Measuring the Added Information Utility of Visual Media for Summarizing Crises
By ignoring images and videos, a large amount of crisis-related information could go unnoticed.
- Cody Buntain, University of Maryland
- Tasmeer Alam, University of Maryland
- Mohammed Ansari, University of Maryland
Synthesizing informative summaries from noisy, diverse, and multimodal streams of documents is a long-standing problem across research domains (e.g., information retrieval, natural language processing, etc.). In this project, we extend prior work on the CrisisFACTS community data challenge from NIST’s 2022 and 2023 Text Retrieval Conference (TREC) to build an evaluation framework and summarization pipeline that integrates both textual content and visual media to create daily summaries of important crisis-related information. Core questions in this project examine whether the inclusion of visual media enhances our traditional text-based summaries, which vision-language models (VLMs) perform best in extracting facts from images, and whether large language models (LLMs) can adequately stand in for human assessors when evaluating such crisis summaries. Across 18 crisis events, approximately 15 thousand images, and 1.5 million pieces of text content, results demonstrate that images add a non-trivial set of unique information; approximately 51% of facts extracted from images have no matching text-based fact. That said, image-based facts appear, on average, to be less important to the crisis summary than text-based facts. In assessing these crisis-summarization systems, we also show that LLMs perform nearly as well in fact assessment as trained human assessors for the task of identifying useful and non-redundant crisis information. Taken together, our findings show that ignoring visual media excludes a substantial amount of unique crisis-related information, and one can reasonably deploy automated evaluation frameworks in assessing the output of these crisis summarization pipelines. This latter finding is particularly important for extending test collections like CrisisFACTS when adding new data and new modalities.
Our foundation for this work is the FACT Framework, as outlined in Figure 1. This framework consumes data from multiple online information sources and modalities–images and text pulled from social media and news–along with a preset collection of task-specific queries to produce tailored, traceable, multimodal daily summaries. FACTS maintains separate pipelines for text and image data, allowing for us to, in parallel, extract relevant facts from images via a VLM and use standard text-retrieval algorithms to identify relevant textual content. This process produces a uniform collection of textual facts along with a link to the original text/image-based message from which that fact was extracted. We then merge the resulting fact set to aggregate similar facts into a smaller collection of “meta” facts, where each meta-fact can be traced back to one or more pieces of original content. For each of these facts, the framework leverages several thousand pieces of labeled content from prior crisis-informatics work to infer its importance for a crisis-response stakeholder. The FACTS framework then re-orders these meta-facts based on this priority and relevance to the set of user-provided queries to produce its output summary for a given day. In future iterations, we will compare these daily summaries to identify which facts are new developments in the event and should therefore be surfaced first.
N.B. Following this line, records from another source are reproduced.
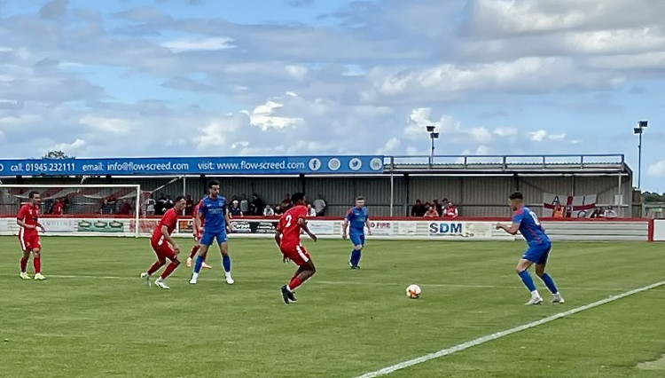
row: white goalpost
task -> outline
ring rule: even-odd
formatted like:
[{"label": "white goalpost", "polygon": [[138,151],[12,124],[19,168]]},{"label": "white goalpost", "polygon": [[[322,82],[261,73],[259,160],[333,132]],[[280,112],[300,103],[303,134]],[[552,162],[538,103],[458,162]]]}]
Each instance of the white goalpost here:
[{"label": "white goalpost", "polygon": [[47,235],[141,235],[141,185],[113,184],[0,184],[0,235],[18,233],[16,215],[31,192],[41,197],[40,222]]}]

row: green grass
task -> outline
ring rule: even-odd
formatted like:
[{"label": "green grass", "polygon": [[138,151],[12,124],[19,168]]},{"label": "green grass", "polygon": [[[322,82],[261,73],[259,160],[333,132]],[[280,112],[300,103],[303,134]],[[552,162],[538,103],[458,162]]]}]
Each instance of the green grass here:
[{"label": "green grass", "polygon": [[[657,244],[557,243],[567,303],[525,307],[521,243],[371,240],[350,271],[348,243],[322,240],[308,244],[317,274],[286,306],[294,266],[269,240],[231,240],[236,285],[212,254],[199,285],[183,265],[169,291],[138,279],[147,240],[43,244],[49,280],[22,281],[18,241],[0,238],[0,376],[354,377],[663,280],[665,260]],[[637,365],[665,353],[663,313],[658,287],[391,376],[660,377]]]}]

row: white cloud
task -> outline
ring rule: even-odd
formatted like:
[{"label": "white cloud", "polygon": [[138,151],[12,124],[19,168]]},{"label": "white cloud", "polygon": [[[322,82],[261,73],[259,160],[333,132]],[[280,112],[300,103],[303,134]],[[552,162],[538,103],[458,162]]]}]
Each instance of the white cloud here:
[{"label": "white cloud", "polygon": [[514,137],[518,132],[519,130],[512,127],[500,127],[494,130],[494,134],[499,137]]},{"label": "white cloud", "polygon": [[79,122],[84,124],[95,131],[106,134],[129,134],[135,127],[132,121],[121,118],[100,117],[96,115],[83,115]]},{"label": "white cloud", "polygon": [[646,173],[649,176],[656,177],[665,177],[665,160],[661,160],[650,165]]},{"label": "white cloud", "polygon": [[215,38],[178,38],[164,42],[162,46],[172,51],[173,52],[186,51],[204,51],[233,49],[236,46],[232,44],[233,39],[227,37]]},{"label": "white cloud", "polygon": [[256,126],[263,131],[270,129],[295,129],[305,123],[305,121],[301,117],[274,115],[276,111],[282,107],[284,107],[283,104],[269,100],[265,104],[254,107],[252,112],[243,110],[241,113],[249,117],[249,123],[252,126]]}]

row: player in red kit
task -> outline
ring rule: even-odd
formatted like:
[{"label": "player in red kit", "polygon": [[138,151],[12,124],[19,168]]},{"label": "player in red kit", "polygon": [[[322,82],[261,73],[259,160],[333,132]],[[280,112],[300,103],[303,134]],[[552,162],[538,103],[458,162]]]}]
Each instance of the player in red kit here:
[{"label": "player in red kit", "polygon": [[[201,203],[203,203],[202,201],[200,201],[199,203],[194,207],[194,217],[192,220],[192,224],[194,224],[194,247],[192,248],[192,252],[190,252],[190,256],[187,257],[187,267],[192,267],[192,261],[196,256],[196,253],[199,252],[199,249],[201,248],[201,232],[199,232],[199,230],[196,229],[196,216],[199,214],[199,208],[200,208]],[[201,218],[201,227],[206,224],[206,219]],[[201,265],[204,269],[212,269],[213,267],[208,265],[206,263],[203,263]]]},{"label": "player in red kit", "polygon": [[317,235],[307,227],[305,195],[296,193],[291,196],[291,201],[293,207],[279,219],[275,233],[275,241],[282,252],[283,261],[286,263],[291,260],[298,265],[298,270],[295,271],[289,284],[282,287],[282,299],[286,304],[296,301],[293,290],[317,272],[309,254],[301,244],[301,230],[309,235],[315,242],[317,241]]},{"label": "player in red kit", "polygon": [[145,280],[148,286],[150,286],[150,276],[164,266],[168,258],[171,260],[171,264],[155,280],[154,284],[160,288],[170,288],[164,280],[180,265],[180,261],[178,260],[180,247],[171,238],[171,233],[176,229],[178,214],[183,211],[186,204],[187,201],[184,200],[184,197],[177,197],[173,209],[167,210],[161,220],[160,220],[160,224],[155,228],[154,232],[153,232],[153,237],[150,239],[150,245],[153,247],[155,255],[157,255],[157,261],[148,269],[148,272],[141,273],[141,278]]},{"label": "player in red kit", "polygon": [[42,244],[39,242],[39,233],[37,228],[45,232],[42,224],[39,223],[39,205],[42,202],[41,196],[37,192],[30,192],[28,201],[20,207],[19,214],[16,216],[16,224],[19,224],[19,241],[20,248],[23,251],[23,257],[20,259],[20,274],[23,280],[30,280],[26,269],[27,268],[27,260],[30,259],[32,252],[32,263],[35,266],[35,280],[46,280],[42,274]]}]

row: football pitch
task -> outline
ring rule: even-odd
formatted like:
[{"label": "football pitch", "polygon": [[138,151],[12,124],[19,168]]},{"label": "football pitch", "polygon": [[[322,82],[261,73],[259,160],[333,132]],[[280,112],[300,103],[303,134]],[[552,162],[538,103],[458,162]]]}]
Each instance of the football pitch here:
[{"label": "football pitch", "polygon": [[[186,258],[188,240],[178,240]],[[360,271],[342,240],[306,242],[317,273],[281,300],[295,270],[271,240],[231,239],[236,284],[219,253],[199,284],[184,264],[170,290],[138,278],[147,239],[43,238],[46,281],[19,279],[0,238],[0,376],[357,377],[665,280],[665,248],[555,243],[550,272],[566,299],[527,307],[514,273],[521,242],[369,240]],[[32,275],[32,264],[28,272]],[[412,300],[405,287],[419,284]],[[662,377],[665,286],[645,290],[390,377]]]}]

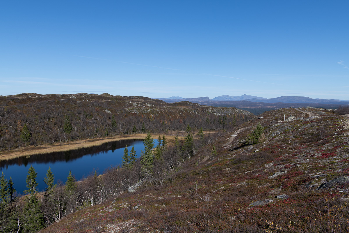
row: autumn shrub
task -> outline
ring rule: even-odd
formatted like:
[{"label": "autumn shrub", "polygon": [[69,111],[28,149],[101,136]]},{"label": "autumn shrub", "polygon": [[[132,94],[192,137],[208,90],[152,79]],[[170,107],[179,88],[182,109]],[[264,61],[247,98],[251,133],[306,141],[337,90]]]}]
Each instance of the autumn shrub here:
[{"label": "autumn shrub", "polygon": [[256,126],[255,129],[253,130],[252,133],[248,134],[247,143],[252,145],[258,143],[262,137],[264,132],[264,128],[260,123],[259,123]]}]

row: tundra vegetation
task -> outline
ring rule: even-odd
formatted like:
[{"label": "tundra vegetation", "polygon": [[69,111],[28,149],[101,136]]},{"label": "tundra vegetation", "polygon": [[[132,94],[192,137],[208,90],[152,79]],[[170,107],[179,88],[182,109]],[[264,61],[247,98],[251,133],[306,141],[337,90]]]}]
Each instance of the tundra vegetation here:
[{"label": "tundra vegetation", "polygon": [[[284,115],[295,119],[282,121]],[[314,108],[262,116],[194,139],[201,144],[190,158],[184,141],[169,145],[180,163],[162,183],[154,150],[155,180],[42,232],[348,232],[348,116]],[[248,143],[259,123],[264,138]],[[173,158],[167,153],[165,161]]]},{"label": "tundra vegetation", "polygon": [[[214,118],[221,130],[202,138],[193,136],[201,126],[182,121],[183,140],[162,137],[149,150],[150,137],[132,165],[128,148],[121,168],[37,194],[41,232],[348,232],[348,116],[302,108],[261,116],[235,127]],[[1,206],[2,227],[24,232],[25,202]]]},{"label": "tundra vegetation", "polygon": [[150,132],[230,130],[253,116],[234,108],[109,94],[0,96],[0,152],[28,145]]}]

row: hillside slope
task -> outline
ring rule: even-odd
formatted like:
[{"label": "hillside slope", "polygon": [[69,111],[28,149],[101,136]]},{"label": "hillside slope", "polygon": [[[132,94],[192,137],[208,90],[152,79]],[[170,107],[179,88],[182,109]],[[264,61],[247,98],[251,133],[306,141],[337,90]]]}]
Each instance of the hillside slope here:
[{"label": "hillside slope", "polygon": [[[264,133],[249,145],[259,123]],[[349,115],[267,112],[217,136],[163,185],[124,193],[41,232],[348,232],[348,142]]]},{"label": "hillside slope", "polygon": [[[194,128],[222,129],[253,116],[235,108],[106,93],[1,96],[0,151],[141,131],[183,131],[188,124]],[[224,116],[225,125],[219,122]],[[21,137],[25,125],[29,140]],[[65,129],[67,125],[70,129]]]}]

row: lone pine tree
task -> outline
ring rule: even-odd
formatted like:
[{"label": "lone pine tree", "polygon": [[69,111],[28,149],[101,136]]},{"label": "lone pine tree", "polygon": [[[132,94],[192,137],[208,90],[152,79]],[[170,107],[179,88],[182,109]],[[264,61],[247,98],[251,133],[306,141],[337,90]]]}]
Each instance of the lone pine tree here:
[{"label": "lone pine tree", "polygon": [[73,126],[70,122],[70,118],[69,116],[66,115],[63,125],[63,131],[66,133],[70,133],[73,130]]},{"label": "lone pine tree", "polygon": [[25,198],[23,210],[23,230],[25,232],[36,232],[44,228],[44,216],[40,210],[40,203],[36,196],[37,173],[30,166],[27,176],[27,187],[24,191],[29,196]]},{"label": "lone pine tree", "polygon": [[75,184],[74,177],[72,174],[72,170],[69,170],[69,175],[67,177],[66,181],[65,191],[66,192],[72,193],[76,189],[76,185]]},{"label": "lone pine tree", "polygon": [[150,132],[147,134],[144,139],[144,152],[142,152],[141,156],[141,171],[144,179],[151,176],[153,173],[153,148],[155,145]]},{"label": "lone pine tree", "polygon": [[131,166],[133,165],[133,163],[136,160],[136,151],[134,150],[134,146],[132,146],[128,156],[128,160]]},{"label": "lone pine tree", "polygon": [[129,163],[129,159],[128,158],[128,149],[127,148],[127,146],[125,147],[125,149],[124,150],[124,155],[121,157],[122,159],[122,167],[125,168],[128,168]]},{"label": "lone pine tree", "polygon": [[54,184],[54,174],[51,171],[51,166],[49,167],[49,170],[47,170],[46,177],[44,178],[44,182],[47,186],[45,191],[46,195],[48,195],[53,191],[53,189],[56,186]]}]

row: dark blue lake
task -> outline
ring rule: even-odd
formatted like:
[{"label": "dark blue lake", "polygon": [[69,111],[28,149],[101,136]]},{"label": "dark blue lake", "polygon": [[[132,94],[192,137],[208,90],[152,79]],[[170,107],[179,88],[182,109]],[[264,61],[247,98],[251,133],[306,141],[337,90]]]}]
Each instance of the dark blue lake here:
[{"label": "dark blue lake", "polygon": [[[154,140],[156,144],[157,140]],[[44,190],[46,184],[44,178],[46,176],[50,166],[54,174],[55,182],[58,180],[64,183],[67,180],[69,170],[72,170],[75,179],[79,180],[97,171],[102,174],[111,166],[121,166],[121,157],[127,146],[129,151],[132,145],[136,151],[136,157],[144,150],[141,140],[126,140],[104,143],[101,146],[82,148],[65,152],[22,157],[0,161],[0,173],[3,172],[7,180],[10,177],[13,180],[13,187],[17,192],[22,194],[27,189],[25,179],[28,169],[32,165],[38,173],[36,182],[39,183],[39,191]]]}]

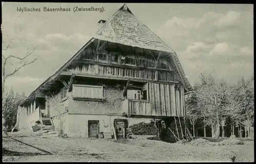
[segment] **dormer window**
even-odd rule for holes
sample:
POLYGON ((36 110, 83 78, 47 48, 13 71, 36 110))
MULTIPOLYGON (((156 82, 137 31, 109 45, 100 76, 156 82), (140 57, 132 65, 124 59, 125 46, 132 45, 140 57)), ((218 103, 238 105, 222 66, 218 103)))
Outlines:
POLYGON ((125 65, 130 65, 132 66, 136 65, 136 60, 133 58, 126 57, 125 61, 125 65))

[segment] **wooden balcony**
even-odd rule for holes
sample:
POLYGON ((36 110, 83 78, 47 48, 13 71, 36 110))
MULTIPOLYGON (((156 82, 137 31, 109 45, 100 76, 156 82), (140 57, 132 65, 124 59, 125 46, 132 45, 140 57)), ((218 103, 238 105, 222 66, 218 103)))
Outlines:
POLYGON ((123 101, 122 110, 124 115, 151 116, 151 103, 150 100, 125 99, 123 101))
POLYGON ((37 107, 31 113, 27 118, 27 121, 29 124, 34 125, 35 122, 40 120, 40 110, 39 107, 37 107))

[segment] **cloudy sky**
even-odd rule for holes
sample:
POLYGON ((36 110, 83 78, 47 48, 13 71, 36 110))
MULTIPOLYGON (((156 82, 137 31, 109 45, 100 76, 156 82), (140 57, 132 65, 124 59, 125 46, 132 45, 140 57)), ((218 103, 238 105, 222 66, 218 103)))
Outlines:
MULTIPOLYGON (((95 34, 100 19, 106 20, 123 4, 2 4, 3 40, 16 36, 3 50, 7 57, 25 55, 35 46, 36 63, 7 80, 8 86, 28 95, 48 78, 95 34), (99 12, 44 12, 47 8, 101 8, 99 12), (17 8, 40 8, 20 12, 17 8)), ((233 84, 253 74, 253 5, 231 4, 127 4, 136 17, 177 53, 192 85, 201 72, 227 77, 233 84)), ((3 44, 3 46, 6 44, 3 44)), ((18 61, 7 64, 7 72, 18 61)))

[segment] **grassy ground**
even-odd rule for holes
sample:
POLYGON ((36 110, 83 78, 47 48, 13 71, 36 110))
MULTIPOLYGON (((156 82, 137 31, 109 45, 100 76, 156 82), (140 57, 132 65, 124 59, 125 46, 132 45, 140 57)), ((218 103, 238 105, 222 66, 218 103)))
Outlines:
POLYGON ((236 161, 254 161, 251 141, 245 142, 244 145, 209 147, 151 140, 13 137, 52 154, 4 138, 3 148, 6 150, 30 153, 7 154, 3 156, 4 161, 231 161, 233 156, 236 161))

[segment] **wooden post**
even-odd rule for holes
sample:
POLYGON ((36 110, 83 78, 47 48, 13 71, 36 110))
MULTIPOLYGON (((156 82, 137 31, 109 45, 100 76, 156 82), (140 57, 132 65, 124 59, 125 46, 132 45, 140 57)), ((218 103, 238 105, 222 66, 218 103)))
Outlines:
POLYGON ((190 133, 190 132, 189 131, 189 130, 188 129, 188 128, 187 127, 187 129, 188 132, 188 134, 190 135, 191 140, 194 140, 193 137, 192 136, 192 135, 191 135, 191 133, 190 133))
POLYGON ((123 130, 123 138, 124 139, 125 138, 125 128, 124 128, 123 130))
POLYGON ((180 140, 179 140, 179 139, 178 139, 178 138, 177 138, 177 137, 176 136, 176 135, 175 135, 175 134, 174 133, 174 132, 173 132, 173 130, 172 130, 170 129, 170 128, 169 128, 169 127, 168 127, 168 128, 169 129, 169 130, 170 130, 170 132, 172 132, 172 133, 174 134, 174 138, 175 139, 175 141, 176 141, 176 142, 177 142, 177 140, 179 140, 179 141, 180 140))
POLYGON ((113 132, 114 133, 114 137, 115 138, 115 141, 117 141, 117 139, 116 139, 116 130, 115 130, 115 127, 114 126, 113 124, 112 124, 112 130, 113 132))
POLYGON ((175 117, 174 117, 174 120, 175 121, 175 125, 176 126, 176 130, 178 134, 178 138, 179 138, 179 140, 180 140, 180 135, 179 135, 179 131, 178 131, 178 126, 177 126, 176 119, 175 118, 175 117))
POLYGON ((241 125, 239 125, 239 129, 240 129, 240 131, 239 132, 240 138, 242 138, 242 128, 241 127, 241 125))
POLYGON ((156 118, 154 118, 154 123, 155 123, 155 126, 156 126, 156 118))
POLYGON ((181 131, 181 136, 182 136, 182 139, 184 140, 183 133, 182 132, 182 127, 181 127, 181 123, 180 123, 180 112, 179 112, 179 110, 177 110, 177 111, 178 111, 178 119, 179 119, 179 122, 180 123, 180 130, 181 131))
POLYGON ((186 125, 186 119, 183 117, 184 123, 185 124, 185 136, 187 138, 187 126, 186 125))

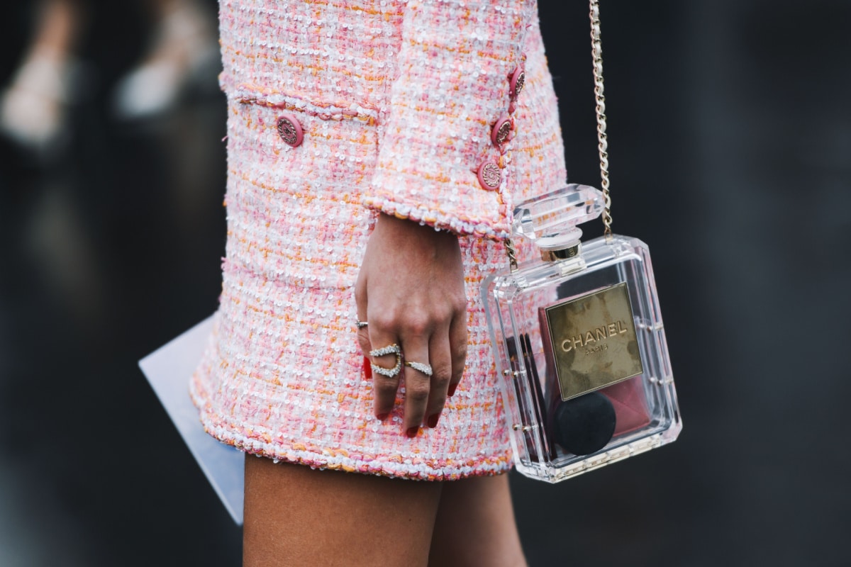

Based on this framework, we can examine the following main research questions:
- RQ1. For automatic assessment of new crisis summaries, how consistent are LLMs in their annotations compared to trained human assessors?
- RQ2. Across multiple VLMs, which model produces information that best aligns with the text-based facts already extracted?
- RQ3. What is the relative importance of facts produced from images compared to those produced from text-based messages?
- RQ4. What is the quantity of new, useful information produced in the summary that is exclusively supported by images?
Leveraging LLMs for Annotation Fact Utility
While human assessors are ideal for annotating whether facts are useful for a summary, such assessment is costly. Some form of annotation is critical for this study, however, as a core question we have is the degree to which images introduce new useful information. Consequently, we cannot rely solely on prior results from the CrisisFACTS data challenge, as participants in that challenge used only textual content to create summaries. As such, we first answer RQ1 with experiments into replacing these human assessors with LLMs. To this end, for each day in the CrisisFACTS 2023 dataset, we use a collection of LLMs to assess whether each fact in that day is useful, redundant, poor, or irrelevant. We then map these class labels to the same space as the CrisisFACTS assessments and compare via standard correlation metrics. For comparing these LLM assessments to trained NIST-provided assessors, we evaluate the correlation between LLM- and NIST-assessor scores for each day and then aggregate up to the event level. This experimental framework lets us compare multiple LLMs to NIST-assessor baselines and evaluate which LLM best correlates with manual annotation. Table 1 shows these average correlations between NIST assessor scores and LLM-based annotation. While OpenAI’s GPT offerings (GPT4o-mini and GPT5) perform highly, local models–namely Ministral 8B and Qwen 3–are at least as competitive as the GPT models. Ministerial 8B is of particular note as its wall-clock runtime is much faster than Qwen 3 and Llama 3.1.
| Mistral 7B | Llama 3 7B | Llama 3.1 80b Quant | Ministral 8B | Mistral 7b v0.3 | Qwen 3 | GPT4o- mini | GPT5 | |
| Average Correlation | 0.2248 | 0.2171 | 0.3464 | 0.3460 | 0.2742 | 0.3905 | 0.3641 | 0.3860 |
The relatively small gap in performance between what should be the most performant GPT models and the local open-source models suggests that performance in this fact-annotation task has hit a ceiling. We therefore compare these correlations to a similar form of inter-annotator agreement among the NIST assessors. Using a form of cross validation, where we hold out one of the original six NIST assessors, we can measure the correlation among human assessments. Figure 2 shows the bootstrapped distribution of this correlation across 1000 replicates, with a mean correlation of 0.4187 and a 95% confidence interval from the empirical distribution between 0.4029 and 0.4345. This distribution provides an answer to RQ1, as Qwen 3 and GPT5 are both very close to aligning with manual annotation. For the remainder of this article, we use Ministral 8B for LLM assessment as it is much faster compared to other models.

Importance of Image-Centric Fact Extraction
In the following analysis, we focus on a collection of several hundred images we have identified as being highly relevant crisis-related images from the CrisisFACTS 2023 challenge. This focus allows us to exercise these computationally intensive models quickly before running on the much larger set of 15 thousand images available. In assessing the unique facts produced from these highly relevant images across the various VLM models, we first count the number of facts each underlying model generates. We measure this number across nine models and a variety of parameter sizes, from 4.2B (Phi 3.5) to 27B (Gemma 3). Then, using the importance classifier described above, we measure the proportion of facts produced that are of high importance. Table 2 shows results of facts extracted and their importance, with models ranked by proportion of important information. InternVL generates the highest proportion of important content (nearly 50% of facts are tagged as important), whereas both InternVL and Gemma 3 produce the largest volume (n=206 and n=215 respectively). Interestingly, the Llama 3.2 model produces the highest volume of facts in total, but the majority of them get tagged as low-priority.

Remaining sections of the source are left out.